Kemudian dilakukan suatu tradisi oleh pengurus adat kepada warganya sebelum menemui tamu dan rombongan yang datang memasuki kampung. Prosesi diatas rumah baluk menjelang penyambutan tamu yang disebut Nabuei ini juga cukup ekstrim. Dimana para pemuda dan masyarakat yang ada pada rumah adat Baluk ini, diberikan tanda dari darah hewan yang dipotong sebelumnya dari rangkaian ritual.

(Tradisi pemberian tanda sebelum menemui tamu yang datang)

Pemberian tanda ini dilakukan pada semua perangkat adat yang akan menemui dan menyambut tamu tersebut.

(Masyarakat adat turun dari rumah adat Baluk menemui tamu undangan yang datang)

Setelah semua diberikan tanda, maka dari rombongan rumah adat Baluk yang dipimpin oleh kepala adat bergerak menuju tepian kampung untuk menemui tamu dan sekaligus dilaksanakan acara Nabuei.

Setibanya ditempat tamu dihadang, terjadi dialog dan dijelaskan bahwa tamu tersebut merupakan undangan pada perayaan Gawai Nibak'ng,ng. sehingga oleh kapala adat dilakukan prosesi penyambutan dengan membunuh hewan dan melempar telur ayam kepada tamu. 

(Prosesi Nabuei, dipimpin Kepala Adat)

(Tradisi pelemparan telur kepada tamu)

Terlepas dari arti sebenarnya pada jaman dahulu, makna dari pelemparan telur kepada tamu dan telur tersebut pecah, adalah tamu tersebut memiliki kharisma dan niat tulus untuk menghadiri gawai. Namun sebaliknya, jika telur yang dilempar tidak pecah diyakini bahwa saat itu orang yang bersangkutan memiliki kecabangan pikiran dan masih diperbolehkan ikut dalam perayaan Gawai Nibak’ng.

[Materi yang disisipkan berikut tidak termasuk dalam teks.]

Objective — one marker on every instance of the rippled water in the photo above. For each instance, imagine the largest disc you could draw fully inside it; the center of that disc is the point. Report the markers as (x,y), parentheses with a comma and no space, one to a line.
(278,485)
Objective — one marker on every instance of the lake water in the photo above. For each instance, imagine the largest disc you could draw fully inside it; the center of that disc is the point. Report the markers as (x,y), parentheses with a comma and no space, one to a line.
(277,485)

(Masyarakat adat yang menyambut tamu)

Prosesi nabuei selesai, kemudian para tamu diarak menuju rumah adat baluk dengan diiringi tabuhan alat musik khas Dayak Bidayuh. Pemandangan ini jugalah yang membuat nuansa penyambutan Gawai Nibak’ng terasa sangat luar biasa dan sangat meriah.

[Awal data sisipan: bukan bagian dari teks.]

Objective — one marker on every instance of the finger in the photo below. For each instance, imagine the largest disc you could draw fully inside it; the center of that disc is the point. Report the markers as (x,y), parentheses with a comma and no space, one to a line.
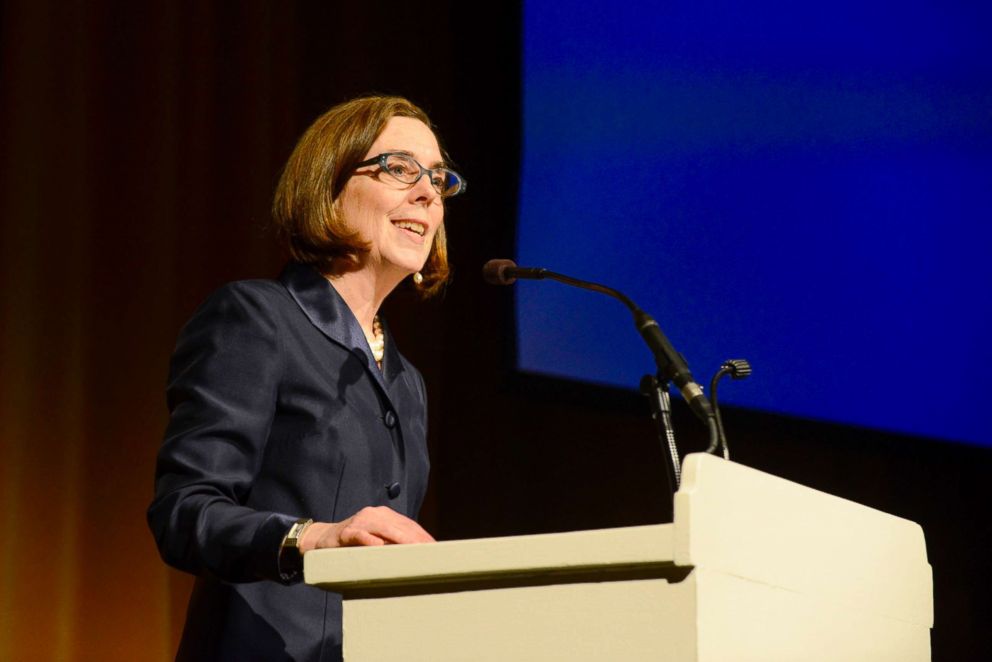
(352,536)
(392,526)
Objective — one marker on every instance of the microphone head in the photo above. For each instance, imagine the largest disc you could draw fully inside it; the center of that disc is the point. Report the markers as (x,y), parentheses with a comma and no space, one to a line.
(494,272)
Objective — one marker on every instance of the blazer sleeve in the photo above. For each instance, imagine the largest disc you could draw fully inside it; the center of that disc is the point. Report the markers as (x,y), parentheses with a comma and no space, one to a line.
(223,383)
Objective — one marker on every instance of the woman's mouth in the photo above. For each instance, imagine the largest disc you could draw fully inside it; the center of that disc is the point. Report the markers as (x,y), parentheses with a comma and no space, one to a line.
(414,227)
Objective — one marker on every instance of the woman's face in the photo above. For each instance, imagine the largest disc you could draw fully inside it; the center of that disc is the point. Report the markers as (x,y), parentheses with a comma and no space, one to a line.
(397,220)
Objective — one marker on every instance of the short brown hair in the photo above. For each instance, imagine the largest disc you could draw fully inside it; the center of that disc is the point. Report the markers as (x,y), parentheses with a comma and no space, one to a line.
(304,209)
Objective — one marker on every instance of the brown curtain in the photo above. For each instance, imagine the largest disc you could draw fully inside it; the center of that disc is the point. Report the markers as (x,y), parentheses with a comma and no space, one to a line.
(139,152)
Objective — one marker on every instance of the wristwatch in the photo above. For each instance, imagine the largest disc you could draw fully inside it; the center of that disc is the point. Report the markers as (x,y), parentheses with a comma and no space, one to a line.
(290,557)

(Masyarakat adat yang menerima tamu undangan yang datang)

Memasuki kawasan rumah adat Baluk, para tamu dan rombongan juga diharuskan melewati satu wadah berupa gong yang telah diisi air dan benda-benda penawar yang diyakini oleh masyarakatnya dapat menjauhkan hal-hal yang bersifat tidak baik.

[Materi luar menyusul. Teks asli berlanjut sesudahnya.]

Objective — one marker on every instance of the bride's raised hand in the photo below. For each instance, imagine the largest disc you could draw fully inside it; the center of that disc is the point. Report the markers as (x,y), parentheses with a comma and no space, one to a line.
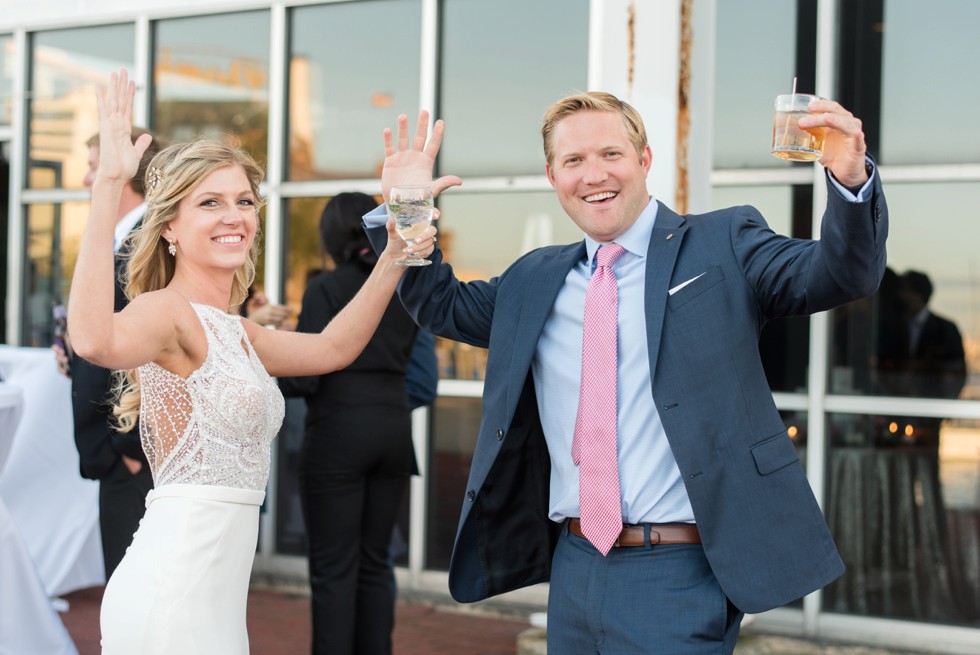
(119,157)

(Tamu menari mengelilingi rumah adat Baluk)

Selanjutnya digaungkan musik tradisonal adat Bidayuh, berupa Sibak’ng, gong dan gendang mengiringi para tamu menari mengelilingi rumah adat baluk.

(Tamu beserta seluruh undangan menari diiringi tabuhan alat musik Sibak'ng)

(Bupati Bengkayang Sebastianus Darwis ikut menari mengelilingi rumah adat Baluk)

Pada saat yang berbeda pula, dilakukan penyambutan yang sama pada warga serumpun dari Serawak, Malaysia. Tradisi penyambutan dilaksanakan ditepian kampung lainnya yang menjadi akses masuknya warga Bidayuh dari Serawak.

(Penyambutan tamu adat Dayak Bidayuh Malaysia)

Tamu adat ini kemudian dibawa ke rumah adat baluk dengan berjalan kaki, mengenang tradisi leluhur mereka sebeluh dipisahkan oleh wilayah kenegaraan.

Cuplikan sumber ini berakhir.